Apple TV+’s historical drama series, ‘Manhunt,’ takes the audience to the year 1865, focusing on the events surrounding Abraham Lincoln’s assassination. With the search for John Wilkes Booth picking pace, the media becomes an important part of the arsenal of the authorities to employ against Booth and his accomplices. A journalist named Sanford Conover is first on the scene and soon becomes an important part of the story as he digs into Booth’s connection with the Confederate Secret Service. He is given this task by one of the men in charge of investigating and catching Booth. But with time, it turns out there is more to Conover than meets the eye. Who was he really, and what happened to him? SPOILERS AHEAD

Sanford Conover was a Conman With Many Aliases

The man introduced as Sanford Conover in ‘Manhunt’ isn’t exactly Sanford Conover. In fact, this is one of the many aliases he used over the years. His real name was Charles Dunham (though this may have been another alias), and he appeared in many roles throughout the years, ranging from journalist to spy. Reportedly, he had more than ten different identities and used them for different purposes. What he is most remembered for is his role in bringing false witnesses to testify against the accused in Lincoln’s assassination.

Conover testified in court that he had seen Booth and John Surratt in Canada with Confederate agents, proving that they had plotted the President’s assassination and planned to topple the government after the Civil War. Another witness he had brought in was a man named James Merritt, who later retracted his words in court, saying that he had committed perjury because Conover had paid him and another man, Richard Montgomery, to lie to the authorities.

By the time the truth about his lies came to light, Conover had moved to Canada and taken over the alias of James Wallace. However, when caught in his lie, he claimed that a man named Conover had pretended to be him and lied in front of the court. He claimed he was no one but Wallace and had been wronged by Conover, even going as far as to offer a reward of $500 to catch Conover and bring him to justice. There, Wallace claimed never to have met with Confederate agents or to have seen Booth and his accomplices in Canada. Still, he was arrested, though he was later arranged to be released and brought back to the US to be questioned about his lies.

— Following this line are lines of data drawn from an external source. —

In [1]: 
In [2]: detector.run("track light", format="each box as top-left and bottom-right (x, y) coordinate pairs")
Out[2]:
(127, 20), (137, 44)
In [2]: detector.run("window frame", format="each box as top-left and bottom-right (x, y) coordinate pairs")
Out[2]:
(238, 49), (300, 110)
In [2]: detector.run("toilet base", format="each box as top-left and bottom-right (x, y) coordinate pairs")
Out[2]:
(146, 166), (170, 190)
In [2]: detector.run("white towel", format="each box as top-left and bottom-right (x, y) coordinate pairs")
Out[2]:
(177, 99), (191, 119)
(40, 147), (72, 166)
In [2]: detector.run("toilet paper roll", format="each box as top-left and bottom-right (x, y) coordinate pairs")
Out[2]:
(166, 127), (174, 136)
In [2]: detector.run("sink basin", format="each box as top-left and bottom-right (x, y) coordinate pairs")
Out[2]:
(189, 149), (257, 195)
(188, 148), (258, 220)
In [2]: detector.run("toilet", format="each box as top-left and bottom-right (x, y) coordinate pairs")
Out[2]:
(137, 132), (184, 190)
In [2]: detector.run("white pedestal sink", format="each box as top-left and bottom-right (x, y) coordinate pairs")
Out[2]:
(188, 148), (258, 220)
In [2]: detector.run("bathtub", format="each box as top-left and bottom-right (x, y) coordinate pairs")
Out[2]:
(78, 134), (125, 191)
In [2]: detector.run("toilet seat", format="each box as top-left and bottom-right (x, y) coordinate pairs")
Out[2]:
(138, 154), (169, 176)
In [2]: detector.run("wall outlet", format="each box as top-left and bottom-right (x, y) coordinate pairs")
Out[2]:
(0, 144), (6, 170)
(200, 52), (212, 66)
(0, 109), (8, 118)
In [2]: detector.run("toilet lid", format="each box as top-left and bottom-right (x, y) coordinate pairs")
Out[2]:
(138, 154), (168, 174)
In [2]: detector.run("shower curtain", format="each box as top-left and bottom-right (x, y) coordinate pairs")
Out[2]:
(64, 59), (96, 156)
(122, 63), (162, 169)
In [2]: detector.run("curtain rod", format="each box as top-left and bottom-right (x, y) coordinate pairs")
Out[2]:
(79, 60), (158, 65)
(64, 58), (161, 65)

This wasn’t the first time that Conover had been caught in a lie. He had started out as a lawyer. In 1863, he traveled to the South but was arrested by the Confederates under the suspicion of being a spy. However, he found a way out of his predicament by coming up with a story about how he wanted to bring together the Northerners who wanted to join the South in the Civil War. Though his lies didn’t get him very far, he was eventually sent back to the North. Once in the safe territory, he found work in journalism and started working for three newspapers at the same time.

He is believed to have written for the likes of the New York Herald and The New York Tribune. Reportedly, he would write an article in one newspaper and then write another article in another newspaper, countering his first article. He also reported about the rumors, especially surrounding the Confederates, which made things more tense in an already volatile environment of the country. Through his articles, he was also found to have worked towards the impeachment of Andrew Johnson, and he later wrote in Johnson’s favor, exposing his enemies!

A life full of lies is bound to catch up eventually, and Dunham was convicted of lying to the authorities. In 1866, he was sentenced to ten years in prison. He spent two years in jail in Albany but was pardoned by Andrew Johnson in 1869. Following this, Conover, aka Wallace, aka Dunham, retreated into the shadows. If he had spent his life spinning any more lies, it would not have come to the public’s attention, and he died sometime around the turn of the century in 1900.